Pups, however, is a different story. "Tucker can have any of my stuffed animals, but he cannot have Pups," I overheard my college-bound sister say.

Well, it was a bit too late. Pups' heritage: eons ago Mom was pushing my sister around some outdoorsy store, and she spied Pups. Seeing the $19.99 price tag, Mom tried to ignore the request. But realizing that my sister almost never asked for anything, she brought Pups to the counter, where she learned he was $9.99. So Pups became one of the first dogs in the family. Interesting, isn't it, how much he looks like me?

Friday, April 1, 2011

April foolin' around

The picture of sincerity.
So, I knew it was snowing, which is why I slept in rather than bombing around the house and whooo-hooing for Dad to take me for a walk.

Then I had an idea. How about I give it the old whoo-hoo, make Dad put on all his winter gear, etc., etc., and then balk at the last moment?

It worked. I April Fooled Dad into thinking I would actually go out even though it was raining, snowing and ka-thunking giant gobs o' ice and snow down around our Swellesley home.

Which leads me to a poem.

Hubbubility, or How I Rule the Roost
by Tucker

I thought Mom the one most gullible,
And Dad the most untroubleble.
But when I've got the itch
To pull a bait and switch,
They're a cinch to make hubbubable.

Saturday, March 19, 2011

Tucker's first full supermoon

Last night's supermoon reminded me of nothing less than an empty food bowl. While one might have expected me to have bayed at the stunning sight, the only yowls I let out were ones of hunger, after being woken from my early bedtime and dragged outside.

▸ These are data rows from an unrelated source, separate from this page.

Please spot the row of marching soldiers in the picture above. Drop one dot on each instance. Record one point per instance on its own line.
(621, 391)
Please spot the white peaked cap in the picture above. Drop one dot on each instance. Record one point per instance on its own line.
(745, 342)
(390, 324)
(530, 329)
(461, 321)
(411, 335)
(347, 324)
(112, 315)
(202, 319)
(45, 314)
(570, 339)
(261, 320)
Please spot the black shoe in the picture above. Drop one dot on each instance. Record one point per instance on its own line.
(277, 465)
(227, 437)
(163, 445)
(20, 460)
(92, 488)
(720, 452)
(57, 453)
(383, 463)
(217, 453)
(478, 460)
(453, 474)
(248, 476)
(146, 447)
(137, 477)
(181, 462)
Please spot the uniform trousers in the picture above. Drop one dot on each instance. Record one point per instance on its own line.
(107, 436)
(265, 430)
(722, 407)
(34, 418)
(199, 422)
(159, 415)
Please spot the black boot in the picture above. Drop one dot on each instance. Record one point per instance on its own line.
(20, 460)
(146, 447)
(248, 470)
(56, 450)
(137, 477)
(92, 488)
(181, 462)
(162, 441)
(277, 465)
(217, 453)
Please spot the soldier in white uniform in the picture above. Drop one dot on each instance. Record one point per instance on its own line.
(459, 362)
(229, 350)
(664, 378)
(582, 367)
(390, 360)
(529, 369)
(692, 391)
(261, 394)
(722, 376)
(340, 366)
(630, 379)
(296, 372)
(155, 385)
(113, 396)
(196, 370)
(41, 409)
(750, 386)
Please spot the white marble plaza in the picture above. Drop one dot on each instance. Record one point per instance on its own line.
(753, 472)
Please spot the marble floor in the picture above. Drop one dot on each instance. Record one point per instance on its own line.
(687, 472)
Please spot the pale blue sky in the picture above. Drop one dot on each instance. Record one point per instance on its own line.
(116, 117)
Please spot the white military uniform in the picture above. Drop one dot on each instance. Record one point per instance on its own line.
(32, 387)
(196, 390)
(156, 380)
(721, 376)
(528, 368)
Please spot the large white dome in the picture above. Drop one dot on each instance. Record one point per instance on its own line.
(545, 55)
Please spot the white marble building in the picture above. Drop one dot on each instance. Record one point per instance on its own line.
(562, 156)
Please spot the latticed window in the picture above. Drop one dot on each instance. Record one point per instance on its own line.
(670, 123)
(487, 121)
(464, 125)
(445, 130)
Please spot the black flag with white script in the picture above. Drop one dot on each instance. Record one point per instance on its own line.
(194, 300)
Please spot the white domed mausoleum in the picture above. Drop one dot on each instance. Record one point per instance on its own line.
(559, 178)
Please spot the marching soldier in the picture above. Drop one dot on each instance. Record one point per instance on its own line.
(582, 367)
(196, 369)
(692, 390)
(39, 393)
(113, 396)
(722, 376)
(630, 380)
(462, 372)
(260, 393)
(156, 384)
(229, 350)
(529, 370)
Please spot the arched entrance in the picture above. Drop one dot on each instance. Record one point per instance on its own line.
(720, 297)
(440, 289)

I couldn't help but be reminded of that sweet little kitten in Kevin Henkes' Kitten's First Full Moon, who sees the moon and wants it, then thinks its reflection in the water is a bowl of milk (hey, wasn't that a dog story to start with—remember, in Aesop's Fables, the dog sees the reflection of his bone in the water and is so greedy that as he opens his mouth to scoop up the supposed second bone, the real one falls into the drink). Anyway, Henkes' kitten finally laps up a real bowl of milk. I guess I can forgive Mr. Henkes for turning the dog into a kitten, him having won the Caldecott Medal for it and all.

A satisfying tale, perfectly done. But I digress.

I stumbled along the edge of the pond, bleary-eyed. Mom, always eager to see a natural event, woke practically everybody in the neighborhood, so I didn't have to do anything, voice-wise. However, when she tore our friends Carol and Don away from their pasta to see the trumpeted supermoon, I tried to insist they return to their dinner. They are so good-natured that they were not even deterred by my jumping on them, my paws over Don's shoulders in a weird kind of dance. So we all took in the supermoon, and then, properly awed, and after more than a decent interval, went home. In retribution for the interrupted sleep,  I demanded several treats and a peanut butter bone.